PPTs were measured using a pressure algometer. This device is a 1 cm2 rubber disk attached to the pole of a pressure gauge, which displays pressure values in kg/cm2. The patient indicated verbally to stop the pressure stimulation when the threshold was reached. PPT was defined as the minimal amount of pressure where a sense of pressure first changed to pain. Three consecutive measurements at intervals of 30 seconds were obtained on each point, and then converted to kPa (SI unit) for the analysis. The order of point assessment was randomized .

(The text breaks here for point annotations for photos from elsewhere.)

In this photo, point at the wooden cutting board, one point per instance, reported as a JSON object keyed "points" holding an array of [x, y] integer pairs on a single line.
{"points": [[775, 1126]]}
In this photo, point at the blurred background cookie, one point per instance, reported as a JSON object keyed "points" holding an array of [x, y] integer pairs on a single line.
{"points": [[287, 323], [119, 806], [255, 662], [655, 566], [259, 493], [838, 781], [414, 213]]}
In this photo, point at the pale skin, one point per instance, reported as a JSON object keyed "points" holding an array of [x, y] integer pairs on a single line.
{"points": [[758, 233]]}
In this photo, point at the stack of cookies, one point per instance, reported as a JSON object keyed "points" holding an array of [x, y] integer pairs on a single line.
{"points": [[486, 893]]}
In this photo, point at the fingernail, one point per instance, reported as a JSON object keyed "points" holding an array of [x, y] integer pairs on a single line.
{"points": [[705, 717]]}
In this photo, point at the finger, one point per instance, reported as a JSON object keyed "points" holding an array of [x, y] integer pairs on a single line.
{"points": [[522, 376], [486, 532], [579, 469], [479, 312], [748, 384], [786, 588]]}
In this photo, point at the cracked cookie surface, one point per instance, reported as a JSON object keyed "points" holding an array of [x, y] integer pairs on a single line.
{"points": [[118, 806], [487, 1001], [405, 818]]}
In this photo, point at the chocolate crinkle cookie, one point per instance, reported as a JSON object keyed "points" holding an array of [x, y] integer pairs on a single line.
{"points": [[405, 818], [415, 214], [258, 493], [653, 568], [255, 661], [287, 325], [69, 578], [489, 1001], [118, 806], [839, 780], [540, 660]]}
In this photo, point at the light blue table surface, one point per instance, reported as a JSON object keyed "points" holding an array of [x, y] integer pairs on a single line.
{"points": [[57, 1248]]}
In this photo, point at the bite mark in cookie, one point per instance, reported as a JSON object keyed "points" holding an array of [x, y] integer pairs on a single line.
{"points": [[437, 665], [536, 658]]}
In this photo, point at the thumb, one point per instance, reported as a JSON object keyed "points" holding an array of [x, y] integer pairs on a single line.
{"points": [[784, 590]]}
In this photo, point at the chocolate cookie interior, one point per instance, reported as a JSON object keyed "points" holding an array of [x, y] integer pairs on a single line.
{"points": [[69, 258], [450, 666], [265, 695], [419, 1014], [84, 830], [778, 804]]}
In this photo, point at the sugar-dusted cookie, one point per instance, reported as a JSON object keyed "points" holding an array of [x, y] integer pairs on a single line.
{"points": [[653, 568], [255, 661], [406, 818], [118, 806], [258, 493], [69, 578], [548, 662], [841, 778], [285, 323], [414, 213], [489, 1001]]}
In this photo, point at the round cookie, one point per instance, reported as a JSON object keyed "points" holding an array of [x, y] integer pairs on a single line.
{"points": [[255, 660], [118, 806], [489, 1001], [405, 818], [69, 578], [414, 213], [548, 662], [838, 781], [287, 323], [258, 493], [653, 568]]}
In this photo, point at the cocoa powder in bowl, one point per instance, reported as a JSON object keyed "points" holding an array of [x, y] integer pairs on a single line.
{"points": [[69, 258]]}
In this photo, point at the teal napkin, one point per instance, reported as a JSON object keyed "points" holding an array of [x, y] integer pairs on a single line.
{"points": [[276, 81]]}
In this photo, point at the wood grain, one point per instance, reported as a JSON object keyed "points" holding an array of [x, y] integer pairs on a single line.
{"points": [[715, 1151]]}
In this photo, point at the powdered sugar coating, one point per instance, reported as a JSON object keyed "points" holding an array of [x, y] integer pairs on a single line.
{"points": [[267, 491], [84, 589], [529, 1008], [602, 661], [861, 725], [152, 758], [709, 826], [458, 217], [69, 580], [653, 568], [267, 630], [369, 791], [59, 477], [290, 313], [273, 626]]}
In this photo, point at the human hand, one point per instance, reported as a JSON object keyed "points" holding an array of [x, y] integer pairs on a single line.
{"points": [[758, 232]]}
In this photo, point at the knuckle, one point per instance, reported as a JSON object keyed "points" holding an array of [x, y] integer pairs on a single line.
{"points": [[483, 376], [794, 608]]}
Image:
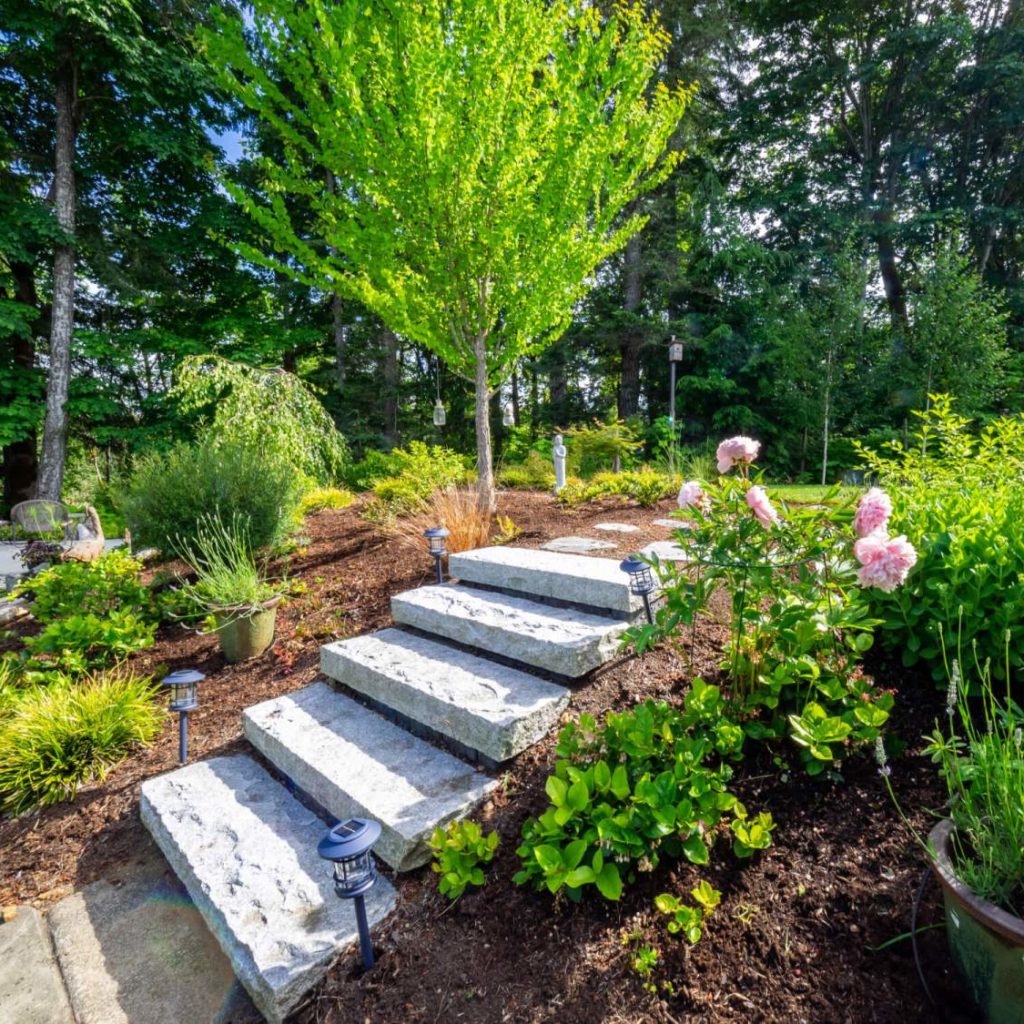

Mean pressure pain thresholds (PPT, kPa) over the scalp
Painful point behind C4
Painful point behind C3
Painful point O2-T4
Painful point O1-T5
This case report fits diagnostic criteria for NH according to ICHD-III. Multifocal pain, though rarely described in the literature, is in fact mentioned in the classification system . In multifocal NH, shape and size of symptomatic areas are identical, as in our patient, or quite similar. There are more differences when considering spatial relationship between the painful areas since the most frequently observed pattern is pain over symmetrical points on both sides of the scalp . Yet, there are also reports of pain in asymmetrical points on each side , and location of painful areas on the same side of the head [6,8,12]. Regarding the temporal sequence of pain felt in different areas, it may be synchronous, additive, or even migratory [6-8].
Confinement of symptoms observed in NH suggests that pain stems from terminal branches of sensory nerves located in epicranial tissues . Nevertheless, appearance of multifocal NH reports could encourage a discussion regarding its pathogenesis, as they may correspond to either a generalized disorder or a peripheral dysfunction occurring in multiple areas. Both the absence of trophic changes and the response to low doses of gabapentin make it unlikely to be the presence of a generalized skin disorder in our patient.
Pressure algometry has good reliability and is considered a useful tool for research on headache pathophysiology [11,13]. In previous studies in NH, only the symptomatic zone had shown local decreases of the pain thresholds to pressure, with a characteristic appearance in the map of sensitivity , in our study the map showed four patches of hyperalgesia at the painful zones, and the symptomatic points had lower PPT values than the surrounding scalp areas, as previously shown in NH .
To the best of the author’s knowledge, this is the first pressure pain sensitivity map of multifocal NH in the scientific literature. According to our results, peripheral mechanisms seem to be maintained within each painful area as our patient did not show widespread hyperalgesia. Instead, she had separate patches of hyperalgesia corresponding to local decreases of PPT in each of the painful areas.
Written informed consent was obtained from the patient for publication of this Case report and any accompanying images. A copy of the written consent is available for review by the Editor-in-Chief of this journal.